From choosing the correct support channels to using online resources to get out of the way, to empowering teams to keep customer happiness a priority, understanding how to properly conduct online support is paramount to creating an amazing customer experience.
What follows are our best tips for improving your online service today.
1. Ask yourself: What are my customers’ support needs?
One of the most important things to consider when it comes to online customer service is finding what your customers typically need from your support team.
As an example: Say you’re looking for a company to host your website. You might want to make sure they offer live chat, since you’ll want to make sure you can get an immediate response should your site go down. In that instance, you don’t want to get sent through a ticket system or to a forum.
On the flip side, great companies like Loco2 have removed their phone number from their site and still provide the exceptional customer service they’re known for — because they’re keenly aware of what their customers’ needs are.
2. Get out of your customers’ way
Self-service can be an enormous benefit to your customers — not the hindrance you may perceive it to be.
One of the better examples out there can be found over at WooCommerce. The Woo team offers WordPress themes for site owners, many of these folks being beginners. If you’ve never run a website before, even on a relatively simple platform like WordPress, know that there can be myriad headaches and questions as you take your first steps.
3. …But don’t stop at knowledge base documentation
The idea of “content as customer service” is one that many businesses can benefit from.
We’ve taken this to heart at Help Scout, taking time to create a variety of customer service resources that run the gamut of free e-books, webinars, and whitepapers that aim to help people excel in customer support. When customers ask about these sorts of topics, we have a full suite of content pieces that can help them out, instead of creating a separate reply each and every time
4. Respect your customers’ time
Do you know how long your customers wait for an initial reply? Or how long the average time to resolution is? What about how many times a customer has to go back and forth with your team before they get their questions answered to their satisfaction?
The longer you make customers wait to hear from you, the more time you give them to start exploring your competitors’ offerings. We don’t have to tell you that what gets measured gets managed — unless you’re already keeping an eagle eye on your customer service metrics, chances are there are some opportunities for optimization.
5. Recognize that ‘online service’ ≄ ‘robotic service’
When you’re working with customers online, via email or chat, the temptation can be toward a just-the-facts-ma’am style — but a pleasant tone (or any specific tone, really) is more difficult to convey via text, where you don’t have additional signifiers like swings in vocal pitch or friendly body language.

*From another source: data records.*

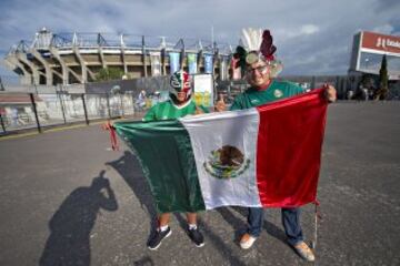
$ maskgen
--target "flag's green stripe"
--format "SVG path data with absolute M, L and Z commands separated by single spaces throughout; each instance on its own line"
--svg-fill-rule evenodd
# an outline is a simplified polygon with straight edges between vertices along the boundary
M 119 122 L 114 127 L 139 157 L 158 212 L 206 208 L 190 136 L 179 121 Z

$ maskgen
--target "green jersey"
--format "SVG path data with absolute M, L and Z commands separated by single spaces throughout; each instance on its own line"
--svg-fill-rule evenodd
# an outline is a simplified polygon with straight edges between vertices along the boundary
M 302 92 L 304 92 L 303 89 L 294 83 L 273 80 L 266 90 L 258 91 L 256 88 L 249 88 L 243 93 L 237 95 L 230 110 L 254 108 L 268 102 L 293 96 Z
M 143 121 L 160 121 L 160 120 L 174 120 L 183 117 L 188 114 L 194 114 L 196 109 L 199 108 L 204 113 L 209 111 L 202 106 L 196 106 L 193 101 L 188 101 L 183 105 L 173 104 L 172 100 L 161 102 L 152 106 L 144 115 Z

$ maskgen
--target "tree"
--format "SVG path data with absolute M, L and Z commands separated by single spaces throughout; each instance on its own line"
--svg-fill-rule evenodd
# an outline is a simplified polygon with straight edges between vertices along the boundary
M 388 86 L 389 75 L 388 75 L 388 62 L 386 54 L 382 58 L 381 68 L 379 70 L 379 81 L 380 81 L 379 83 L 380 86 L 379 90 L 373 95 L 373 99 L 386 100 L 389 94 L 389 86 Z
M 96 74 L 96 81 L 120 80 L 122 79 L 122 70 L 116 68 L 104 68 Z

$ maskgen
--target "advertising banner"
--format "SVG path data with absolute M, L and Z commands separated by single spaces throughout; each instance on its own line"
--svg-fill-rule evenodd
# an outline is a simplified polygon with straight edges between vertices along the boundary
M 204 54 L 204 73 L 212 74 L 212 54 L 206 53 Z
M 151 52 L 150 53 L 150 62 L 151 62 L 151 75 L 152 76 L 161 75 L 161 54 L 160 54 L 160 52 Z
M 227 68 L 228 57 L 221 57 L 220 59 L 220 80 L 228 80 L 228 68 Z
M 241 79 L 241 68 L 234 68 L 239 59 L 232 58 L 231 66 L 232 66 L 232 80 L 240 80 Z
M 213 106 L 213 79 L 212 74 L 193 75 L 194 102 L 204 108 Z

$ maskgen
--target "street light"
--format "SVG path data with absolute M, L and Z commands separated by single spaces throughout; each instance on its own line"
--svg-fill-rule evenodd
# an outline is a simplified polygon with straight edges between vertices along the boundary
M 122 102 L 122 96 L 121 96 L 121 86 L 120 85 L 114 85 L 114 86 L 112 86 L 112 89 L 111 89 L 111 93 L 113 94 L 113 95 L 119 95 L 119 98 L 120 98 L 120 102 L 121 102 L 121 116 L 123 117 L 123 102 Z

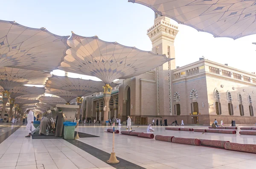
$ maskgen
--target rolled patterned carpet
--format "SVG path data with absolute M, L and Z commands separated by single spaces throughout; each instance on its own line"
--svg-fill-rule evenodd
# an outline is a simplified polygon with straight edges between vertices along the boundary
M 113 130 L 111 129 L 107 129 L 107 131 L 108 132 L 113 132 Z M 119 130 L 115 130 L 115 133 L 116 133 L 116 134 L 119 133 Z
M 224 148 L 225 149 L 230 150 L 256 153 L 256 144 L 244 144 L 226 142 L 225 143 Z
M 122 131 L 121 132 L 121 134 L 125 135 L 130 135 L 130 133 L 131 132 L 130 131 Z
M 186 131 L 188 132 L 192 132 L 194 131 L 193 129 L 190 129 L 189 128 L 180 128 L 180 131 Z
M 241 131 L 239 132 L 240 134 L 244 135 L 256 135 L 256 131 Z
M 156 140 L 159 140 L 160 141 L 172 142 L 172 139 L 174 137 L 173 136 L 165 136 L 164 135 L 156 135 L 155 136 Z
M 209 129 L 212 129 L 212 127 L 208 127 Z M 226 129 L 226 127 L 216 127 L 216 129 Z
M 134 136 L 137 136 L 140 133 L 143 133 L 143 132 L 131 132 L 130 133 L 130 135 L 133 135 Z
M 175 127 L 166 127 L 166 130 L 168 130 L 180 131 L 180 128 L 175 128 Z
M 206 132 L 215 132 L 216 133 L 218 133 L 219 130 L 207 130 Z
M 253 130 L 252 127 L 241 127 L 240 128 L 241 130 Z
M 224 148 L 225 143 L 228 141 L 221 141 L 219 140 L 211 140 L 200 139 L 201 145 L 202 146 L 212 146 L 215 147 Z
M 143 133 L 143 132 L 140 132 L 138 135 L 138 137 L 143 137 L 144 138 L 154 138 L 154 136 L 153 134 Z
M 226 127 L 226 129 L 237 130 L 236 127 Z
M 236 130 L 219 130 L 219 133 L 223 134 L 236 134 Z
M 194 146 L 200 146 L 201 141 L 197 138 L 186 138 L 174 137 L 172 139 L 172 142 L 179 143 L 180 144 L 193 145 Z
M 207 132 L 206 130 L 205 129 L 194 129 L 194 132 Z

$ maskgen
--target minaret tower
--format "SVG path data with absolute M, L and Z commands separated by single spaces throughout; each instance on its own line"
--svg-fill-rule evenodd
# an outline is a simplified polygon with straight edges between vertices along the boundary
M 152 42 L 152 52 L 165 54 L 175 59 L 174 40 L 178 33 L 178 26 L 170 22 L 170 18 L 155 14 L 154 25 L 147 30 L 147 34 Z M 175 59 L 156 68 L 157 113 L 170 115 L 172 113 L 172 79 L 176 68 Z

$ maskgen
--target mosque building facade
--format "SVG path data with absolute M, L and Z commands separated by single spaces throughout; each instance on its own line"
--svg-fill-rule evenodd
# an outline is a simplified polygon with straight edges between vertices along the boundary
M 177 26 L 168 17 L 156 15 L 147 31 L 152 51 L 175 59 Z M 201 58 L 176 67 L 175 59 L 140 75 L 116 82 L 110 101 L 109 118 L 148 124 L 155 119 L 176 119 L 185 124 L 209 125 L 215 119 L 230 124 L 254 124 L 256 75 Z M 86 97 L 83 120 L 103 119 L 103 93 Z

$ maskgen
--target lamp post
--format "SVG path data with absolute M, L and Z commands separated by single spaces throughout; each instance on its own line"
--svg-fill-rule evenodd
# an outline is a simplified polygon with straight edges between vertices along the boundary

Conveying empathy via your virtual tone is critical in online customer service. One crucial skill that goes a long way with customers is mirroring — matching their tone lets them know you’re on their side. When a customer is formal, keep your tone strictly professional. If they’re more casual, relax your tone too — it’s OK to crack a joke or include a funny GIF in your reply if the customer has sent you a queue that they have a sense of humor.
6. Empower your entire team to help customers
One of the biggest benefits of conducting most of your support online is definitely the flexibility, and empowering your entire team to talk with customers and handle their questions is critical if you want to turn your support from good to great.
Why take the risk of running into a customer service trainwreck? Create a customer-centric culture into your employee’s mindsets by having everyone do support. It won’t hinder their long-term company-specific skills, and it will make sure that each employee knows how to properly talk with customers.